Radcliffe, 34 sympathises. “He handles it so well, considering his career was cut short, and he’ll never know what he could have done. But he still has to go to all these races that he’s been to as a runner, and just stand and watch. I think he handles that far better than I’d be able to. The worst was when he was still training, then breaking down at the last minute. But when he made the decision to retire, he was a lot more relaxed. If he ever said, ‘this is too much for me, I don’t want to do it anymore,’ we’d get someone else to do it. He doesn’t have to be my manager; the most important thing is the relationship. He takes the stress off me”.
Another highly successful ‘running couple’ comes in the form of the Yellings. Britain’s number two marathon runner and two-time Olympian, Liz Yelling is married to international Triathlete; Martin and the pair run a performance, health and wellness consultancy; Full Potential.
Liz explains their relationship; “Martin is my manager and so he deals with press and race directors and sponsors. He helps me with some of my training, coming on the bike and handing me drinks and gels. He is very supportive and makes me feel good about my running.”
Another elite British pairing is the Pavey’s. World 5,000m fourth-placer, Jo Pavey married Gavin; a former middle-distance man, in 1995 and has been coached by him since 2001. The couple met when Pavey (34) was aged 15 and trained with Gavin (36) in Exeter – they became a couple two-years’ later and married after graduating from university.
Jo elaborates on their partnership; “Our relationship has always been really great. We are both very committed to what we are doing but we are naturally fairly laid-back types and not argumentative. We like to banter a bit for fun when training and I always like to try and beat him if I can. I really enjoy being coached by Gav; he is so supportive and it is also fun to work towards goals together.”

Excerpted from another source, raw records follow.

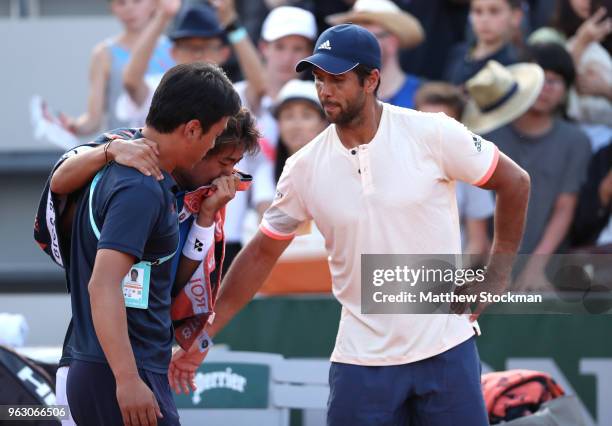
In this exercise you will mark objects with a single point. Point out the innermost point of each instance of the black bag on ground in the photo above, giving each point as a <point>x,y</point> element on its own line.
<point>26,382</point>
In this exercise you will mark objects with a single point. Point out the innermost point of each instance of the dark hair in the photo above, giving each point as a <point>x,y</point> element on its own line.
<point>565,19</point>
<point>363,72</point>
<point>553,57</point>
<point>196,91</point>
<point>439,92</point>
<point>241,131</point>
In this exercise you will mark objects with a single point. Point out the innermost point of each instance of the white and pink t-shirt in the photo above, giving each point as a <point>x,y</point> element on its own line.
<point>394,195</point>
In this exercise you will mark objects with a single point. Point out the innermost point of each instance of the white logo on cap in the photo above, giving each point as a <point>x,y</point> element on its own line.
<point>325,45</point>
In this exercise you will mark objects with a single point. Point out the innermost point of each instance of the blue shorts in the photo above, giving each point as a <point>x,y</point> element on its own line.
<point>443,390</point>
<point>91,392</point>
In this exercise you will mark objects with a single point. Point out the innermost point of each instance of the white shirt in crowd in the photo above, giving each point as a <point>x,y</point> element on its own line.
<point>395,195</point>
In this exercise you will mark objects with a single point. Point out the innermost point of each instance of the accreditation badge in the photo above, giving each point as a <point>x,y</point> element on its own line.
<point>135,286</point>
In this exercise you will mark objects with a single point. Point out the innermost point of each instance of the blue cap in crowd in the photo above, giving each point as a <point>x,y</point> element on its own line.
<point>198,20</point>
<point>341,48</point>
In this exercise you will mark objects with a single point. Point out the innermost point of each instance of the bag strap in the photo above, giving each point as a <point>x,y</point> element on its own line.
<point>34,378</point>
<point>95,228</point>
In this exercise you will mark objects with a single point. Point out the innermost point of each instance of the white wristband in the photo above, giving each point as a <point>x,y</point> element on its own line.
<point>199,240</point>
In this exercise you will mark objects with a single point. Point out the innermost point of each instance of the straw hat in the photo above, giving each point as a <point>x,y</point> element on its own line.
<point>499,95</point>
<point>385,13</point>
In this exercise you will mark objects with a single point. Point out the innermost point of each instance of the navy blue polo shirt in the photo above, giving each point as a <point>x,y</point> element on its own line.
<point>136,215</point>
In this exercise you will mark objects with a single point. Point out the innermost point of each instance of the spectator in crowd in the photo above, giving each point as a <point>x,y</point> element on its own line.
<point>444,22</point>
<point>586,30</point>
<point>300,119</point>
<point>197,36</point>
<point>590,103</point>
<point>494,23</point>
<point>287,36</point>
<point>475,204</point>
<point>553,151</point>
<point>592,224</point>
<point>109,58</point>
<point>394,29</point>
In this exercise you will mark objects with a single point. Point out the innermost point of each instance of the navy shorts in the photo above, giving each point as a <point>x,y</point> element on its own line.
<point>443,390</point>
<point>92,394</point>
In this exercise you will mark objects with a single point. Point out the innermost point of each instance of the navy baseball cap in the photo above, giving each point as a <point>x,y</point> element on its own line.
<point>198,20</point>
<point>341,48</point>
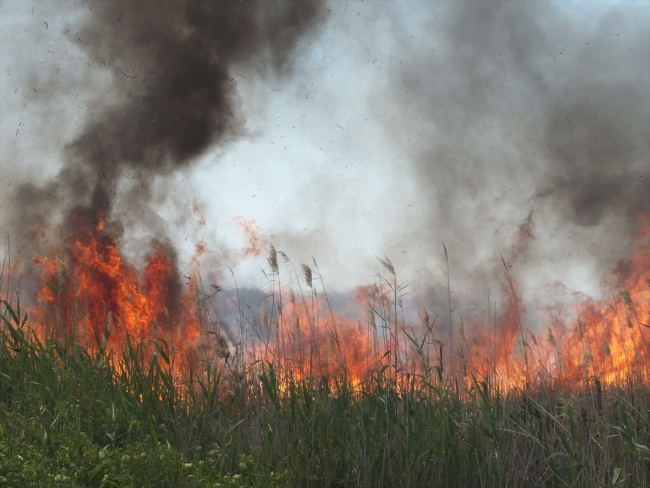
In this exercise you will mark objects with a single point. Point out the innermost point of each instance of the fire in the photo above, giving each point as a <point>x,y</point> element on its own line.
<point>91,292</point>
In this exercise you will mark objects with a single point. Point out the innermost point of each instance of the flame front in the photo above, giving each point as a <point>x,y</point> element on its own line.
<point>91,293</point>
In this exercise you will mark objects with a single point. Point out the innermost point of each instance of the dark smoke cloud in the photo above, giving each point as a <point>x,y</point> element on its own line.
<point>521,107</point>
<point>172,68</point>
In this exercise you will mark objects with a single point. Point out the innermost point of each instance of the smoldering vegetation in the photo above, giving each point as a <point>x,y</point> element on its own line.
<point>523,109</point>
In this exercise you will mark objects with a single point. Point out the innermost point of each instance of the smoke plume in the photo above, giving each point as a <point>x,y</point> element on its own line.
<point>174,97</point>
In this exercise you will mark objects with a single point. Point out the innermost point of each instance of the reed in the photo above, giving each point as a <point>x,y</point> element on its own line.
<point>79,414</point>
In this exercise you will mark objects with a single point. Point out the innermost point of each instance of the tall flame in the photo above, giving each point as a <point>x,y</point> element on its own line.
<point>90,292</point>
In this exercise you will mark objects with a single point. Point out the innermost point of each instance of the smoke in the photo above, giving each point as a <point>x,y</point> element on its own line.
<point>173,96</point>
<point>519,112</point>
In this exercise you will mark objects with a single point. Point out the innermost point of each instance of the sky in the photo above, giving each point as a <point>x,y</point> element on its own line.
<point>349,131</point>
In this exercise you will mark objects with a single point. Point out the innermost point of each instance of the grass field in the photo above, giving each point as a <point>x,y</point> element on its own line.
<point>146,413</point>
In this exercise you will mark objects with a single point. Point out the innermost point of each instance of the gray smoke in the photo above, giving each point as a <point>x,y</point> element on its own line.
<point>524,112</point>
<point>171,65</point>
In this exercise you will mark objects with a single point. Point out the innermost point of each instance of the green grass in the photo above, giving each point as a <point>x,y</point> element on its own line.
<point>70,418</point>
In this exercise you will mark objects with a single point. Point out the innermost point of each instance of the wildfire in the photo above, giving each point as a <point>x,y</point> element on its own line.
<point>91,293</point>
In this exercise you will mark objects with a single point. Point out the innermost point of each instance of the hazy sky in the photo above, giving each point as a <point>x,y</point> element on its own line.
<point>390,128</point>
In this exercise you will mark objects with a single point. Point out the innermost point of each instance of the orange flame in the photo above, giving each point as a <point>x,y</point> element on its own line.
<point>90,291</point>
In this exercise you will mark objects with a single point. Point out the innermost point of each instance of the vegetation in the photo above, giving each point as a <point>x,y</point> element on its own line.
<point>72,418</point>
<point>93,416</point>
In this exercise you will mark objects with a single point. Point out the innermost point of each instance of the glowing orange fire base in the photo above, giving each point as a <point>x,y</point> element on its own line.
<point>91,294</point>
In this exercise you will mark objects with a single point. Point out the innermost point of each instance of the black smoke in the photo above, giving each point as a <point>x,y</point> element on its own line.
<point>173,97</point>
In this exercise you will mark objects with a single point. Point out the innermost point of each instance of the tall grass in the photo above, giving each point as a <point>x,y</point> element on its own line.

There’s also a plethora of examples of ‘high-achieving running couples’ from across the Pond, too. Ryan and Sara Hall have are married to each other and their sport, akin to those previously mentioned, and the Ryan; an up-and-coming marathon World-beater acknowledges he is blessed with more than just phenomenal running talent; "Sara and I spend most of our time together, mostly exercising or traveling—just like a retired couple," he says.
Mr Hall explains Sara; a talented 5km and 10km specialist, has “made a lot of sacrifices to help me prepare for races” and surely there’s no other face he would rather see first when he crosses the finish-line. “Yes – there’s no one I wanted to see more,” he said. “When one of us accomplishes something, I feel like we both accomplish it.” Instead of running on a track at sea level, Sara has spent six months training at altitude, often running on trails in freezing temperatures. Ryan said that his training left him exhausted at the end of the day and that Sara “played homebody for a while, and that’s not really her personality.”
Our second American - and final couple are the Gouchers. Kara; the World 5,000m bronze-medallist and Adam; a top middle-distance and cross-country specialist are the US equivalent of Radcliffe and Lough; mobbed by the World’s media and admired by ‘running couples’ the World over and - as with each of our documented couples - they are certainly ‘together for the long run’.